13 October, 2019#R#functional programming

FP for R users--more than avoiding loops

Earlier this week, I was searching for some materials for this month's R user group meeting at work. In the process, I came to a recorded webinar on functional programming led by none other than Hadley Wickham himself. The webinar focused mostly on using basic purrr functions, including map and its variants such as map_dfr, map2, etc.

Few members of the user group had any prior experience with functional programming, so I was excited to introduce FP to them at first. Eventually, this month's meeting took a different direction and I did not get a chance to talk about FP (yet). But the webinar really got me thinking. In his presentation, Wickham was framing FP almost entirely in terms of avoiding loops.

This actually reminded me of my first encounter to the purrr package a while ago. It was a tutorial I found in the wonderful R-Bloggers website on using purrr functions to handle multiple data frames at once. While I was not able to find that origial post again, this is to my best knowledge how FP is often introduced in the R userland.

I feel a bit ambivalent to Wickham's strategy here.

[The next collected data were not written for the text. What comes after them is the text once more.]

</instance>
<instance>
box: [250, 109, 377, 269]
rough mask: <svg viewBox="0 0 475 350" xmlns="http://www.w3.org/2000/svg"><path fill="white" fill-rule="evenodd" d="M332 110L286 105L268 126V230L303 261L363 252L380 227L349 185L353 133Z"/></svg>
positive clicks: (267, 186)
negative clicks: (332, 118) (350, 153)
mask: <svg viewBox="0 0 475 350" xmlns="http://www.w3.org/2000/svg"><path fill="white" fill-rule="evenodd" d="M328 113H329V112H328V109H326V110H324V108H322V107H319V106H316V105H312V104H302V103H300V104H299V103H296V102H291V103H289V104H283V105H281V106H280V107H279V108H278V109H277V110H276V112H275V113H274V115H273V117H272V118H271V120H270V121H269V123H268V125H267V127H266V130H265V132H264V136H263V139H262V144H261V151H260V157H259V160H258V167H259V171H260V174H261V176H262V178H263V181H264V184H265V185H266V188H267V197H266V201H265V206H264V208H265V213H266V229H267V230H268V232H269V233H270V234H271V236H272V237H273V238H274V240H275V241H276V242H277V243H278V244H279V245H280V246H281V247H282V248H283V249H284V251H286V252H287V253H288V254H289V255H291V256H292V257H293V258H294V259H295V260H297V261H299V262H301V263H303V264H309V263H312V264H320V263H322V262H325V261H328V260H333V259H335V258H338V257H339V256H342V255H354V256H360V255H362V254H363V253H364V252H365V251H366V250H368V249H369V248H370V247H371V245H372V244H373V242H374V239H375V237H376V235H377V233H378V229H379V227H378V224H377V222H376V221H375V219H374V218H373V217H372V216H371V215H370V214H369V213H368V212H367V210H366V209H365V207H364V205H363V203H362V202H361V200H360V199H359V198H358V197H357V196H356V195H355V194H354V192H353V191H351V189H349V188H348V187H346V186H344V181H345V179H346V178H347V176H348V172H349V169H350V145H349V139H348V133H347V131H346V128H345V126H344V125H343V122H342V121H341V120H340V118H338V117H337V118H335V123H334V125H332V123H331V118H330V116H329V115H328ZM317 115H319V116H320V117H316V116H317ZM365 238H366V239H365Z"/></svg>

On one hand, for typical data analysis tasks working with tabular data, handling multiple data objects simultaneously is an imporatant and highly practical technique. Therefore, using purrr::map to operate on a list of data.frames and purrr::walk to write multiple CSV files on disk offer great motivating examples for many R users. On the other hand, to my eye, mapping a function over a list, or any other kind of functor, is more of an application than a foundation of FP. I am by no means a FP ninja, but to me the point of FP is composing (pure) functions.

As a "student" of Wickham (in a sense that I first learned R through his books--R for Data Science and Advanced R), I understand how Wickham pedegogically prioritizes practical skills over theoretical understanding. In case of this particular webinar, however, he did not seem to adequately contextualize the techniques he introduced, potentially providing a skewed picture of what FP is about.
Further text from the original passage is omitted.